Por outro lado, bolsonaristas destacam o fato de uma das instituições suspeitas, o Sindicato Nacional dos Aposentados, Pensionistas e Idosos (Sindnapi), ter como vice-presidente o irmão de Lula, José Ferreira da Silva, o Frei Chico, embora ele não tenha sido alvo da operação da PF.
O Sindnapi nega qualquer ilícito e diz que denunciou ao ministro da Previdência Social, Carlos Lupi (PDT), os indícios de ilegalidade nos descontos associativos em junho de 2023, durante reunião do Conselho Nacional da Previdência Social.

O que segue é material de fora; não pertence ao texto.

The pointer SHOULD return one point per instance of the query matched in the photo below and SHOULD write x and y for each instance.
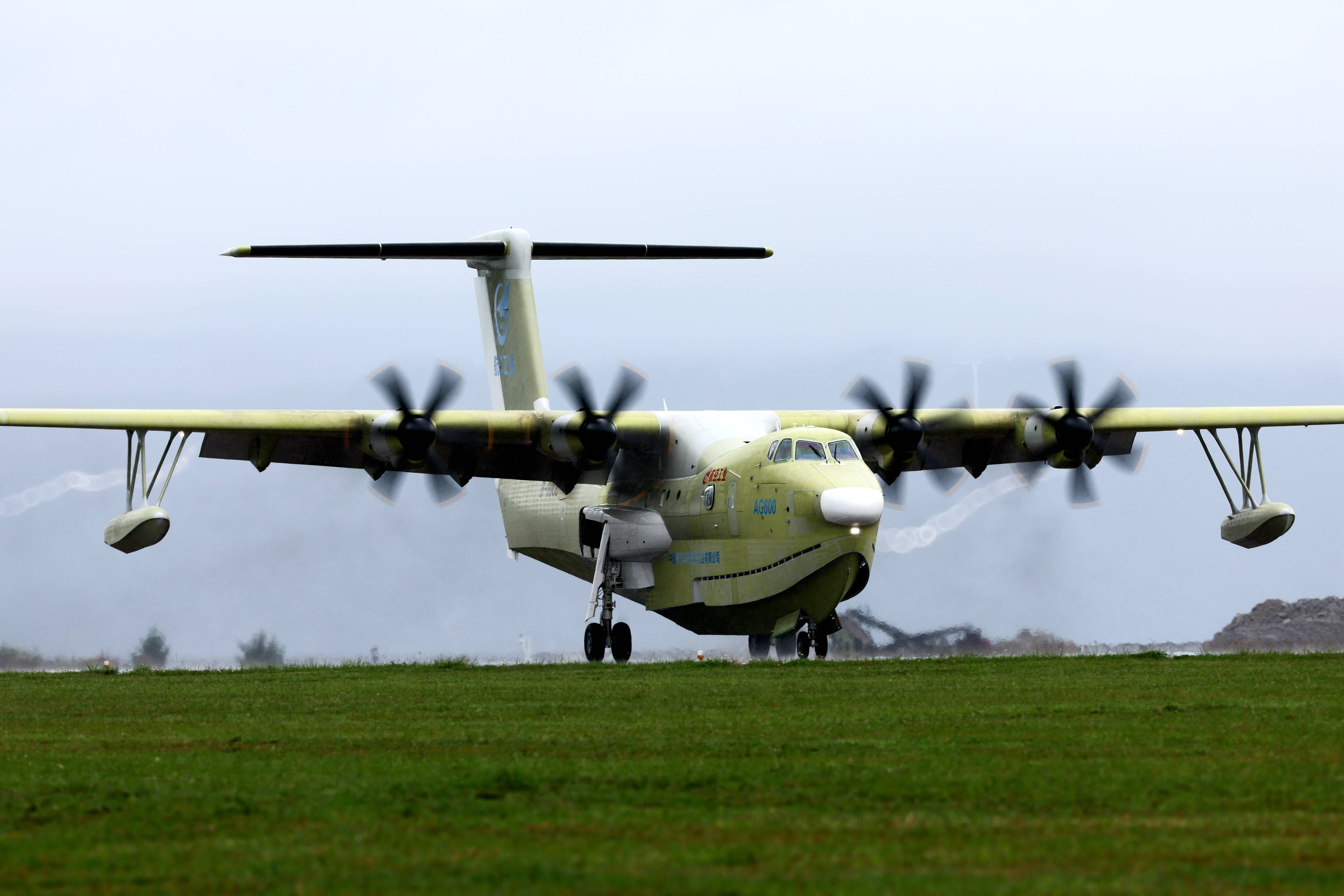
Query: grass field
(1015, 776)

Ata do encontro obtida pelo Jornal Nacional confirma que a denúncia foi feita pela então conselheira Tonia Galleti, coordenadora do Departamento Jurídico do Sindnapi.

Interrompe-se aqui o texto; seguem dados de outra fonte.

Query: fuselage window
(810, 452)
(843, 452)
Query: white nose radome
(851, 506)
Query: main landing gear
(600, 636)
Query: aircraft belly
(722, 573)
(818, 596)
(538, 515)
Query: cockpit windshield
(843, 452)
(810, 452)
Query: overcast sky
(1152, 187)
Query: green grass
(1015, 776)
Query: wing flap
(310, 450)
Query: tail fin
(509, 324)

Questionado sobre essa denúncia pelo jornal O Globo, Lupi disse que, como a conselheira, outras pessoas também o avisaram sobre a existência de denúncias, mas era preciso ter “fatos concretos para serem investigados”.
Valores descontados dispararam no governo Lula
Os indícios de fraude foram identificados pela CGU devido ao forte aumento de cobranças e reclamações, que começaram a subir em 2022 e depois saltaram fortemente a partir de 2023.
Segundo um relatório da controladoria produzido em setembro de 2024, mas divulgado apenas agora, o valor anual médio descontado pelas associações entre 2016 e 2021 ficou em R$ 523,8 milhões, sendo o maior valor desse período registrado em 2018 (R$ 617 milhões).
Em 2022, último ano do governo Bolsonaro, houve uma primeira alta mais expressiva, quando os descontos somaram R$ 706,2 milhões, aumento de 32% ante 2021 (R$ 536,3 milhões).
Depois disso, o crescimento se acelerou no governpo Lula, atingindo R$ 1,3 bilhão em 2023, aumento de 84%.
O relatório projetava que em 2024 os descontos chegariam a R$ 2,6 bilhões, dobrando em um ano.
O relatório da CGU acusa o INSS de não tomar medidas eficazes para interromper os descontos ilegais.